III.  The Federal Court Judge’s decision

[18]  The appellant sought judicial review of the IAD’s decision before the Federal Court. The Federal Court Judge rejected the appellant’s contention that an appeal lies to the IAD from a decision to refuse an ARC. He found, however, that the IAD can hear an appeal of a sponsor whose family sponsorship application has been refused. The Federal Court Judge further found that the IAD may grant H&C relief, even if an ARC has been refused (Federal Court Judge’s decision at para. 8).
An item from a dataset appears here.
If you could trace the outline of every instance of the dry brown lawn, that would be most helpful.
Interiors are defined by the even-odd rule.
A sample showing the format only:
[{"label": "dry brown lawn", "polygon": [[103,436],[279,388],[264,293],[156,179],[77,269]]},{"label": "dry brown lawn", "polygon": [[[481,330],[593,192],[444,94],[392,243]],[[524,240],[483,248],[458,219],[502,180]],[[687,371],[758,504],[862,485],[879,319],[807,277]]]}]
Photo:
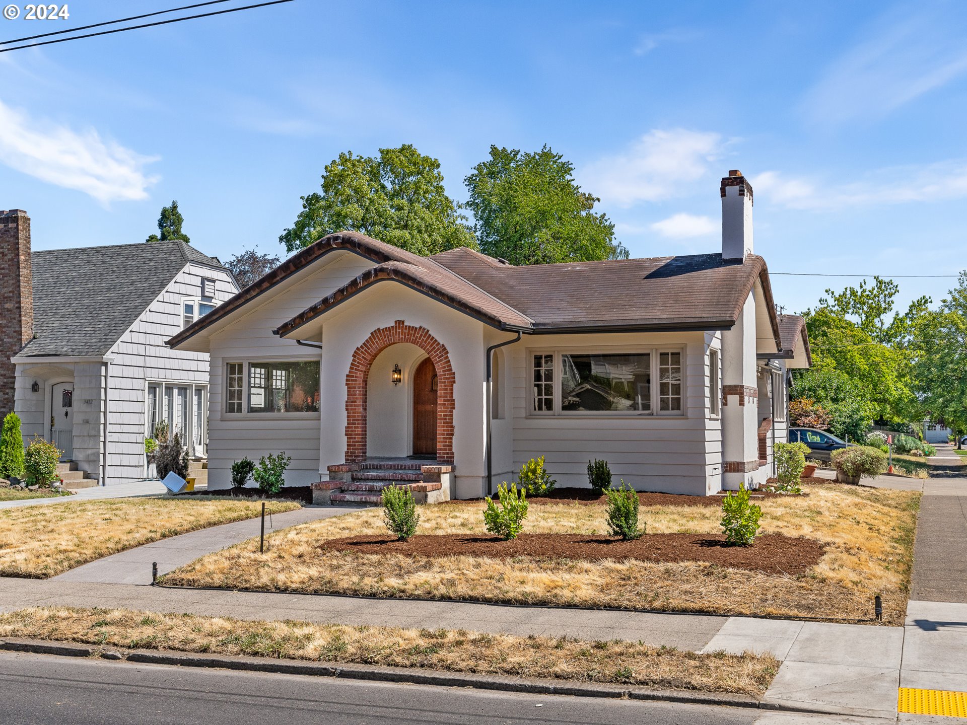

[19]  Moreover, the Federal Court Judge found that the IAD could not assess an ARC refusal on its merits. Rather, it could only rule on whether the ARC decision was fairly made and whether there were sufficient H&C considerations to override the absence of an ARC. In a footnote, the Federal Court Judge indicated that he had “reservations” about whether the IAD has the authority to decide whether ARC decisions are fairly made but added that this issue “is of no legal consequence in this case.” (Federal Court Judge’s decision at para. 10).

[20]  Finally, the Federal Court Judge determined that there was no error in the IAD’s H&C analysis that warranted intervention and dismissed the appellant’s application for judicial review. He concluded by certifying the question stated above.

IV.  Analysis

A.  Standard of review

[21]  The role of this Court in an appeal from a decision of the Federal Court on an application for judicial review is to “step into the shoes” of the Federal Court (Agraira v. Canada (Public Safety and Emergency Preparedness), 2013 SCC 36, [2013] 2 S.C.R. 559 at paras. 45-47). In cases like these where an administrative body is interpreting its home statute, the standard of review is presumed to be reasonableness (Alberta (Information and Privacy Commissioner) v. Alberta Teachers’ Association, 2011 SCC 61, [2011] 3 S.C.R. 654 at paras. 30 and 34; Edmonton (City) v. Edmonton East (Capilano) Shopping Centres Ltd., 2016 SCC 47, [2016] 2 S.C.R. 293 at para. 22).

B.  Was the IAD’s interpretation of its jurisdiction with respect to an ARC refusal reasonable?

[22]  In interpreting the scope of its jurisdiction, the IAD determined that it did not extend to considering an ARC refusal on its merits. However, the IAD accepted that it had jurisdiction to determine “whether the appellant was required to obtain an ARC and whether the decision made by the visa officer regarding the ARC failed to observe a princip[le] of natural justice.” (IAD decision at para. 18).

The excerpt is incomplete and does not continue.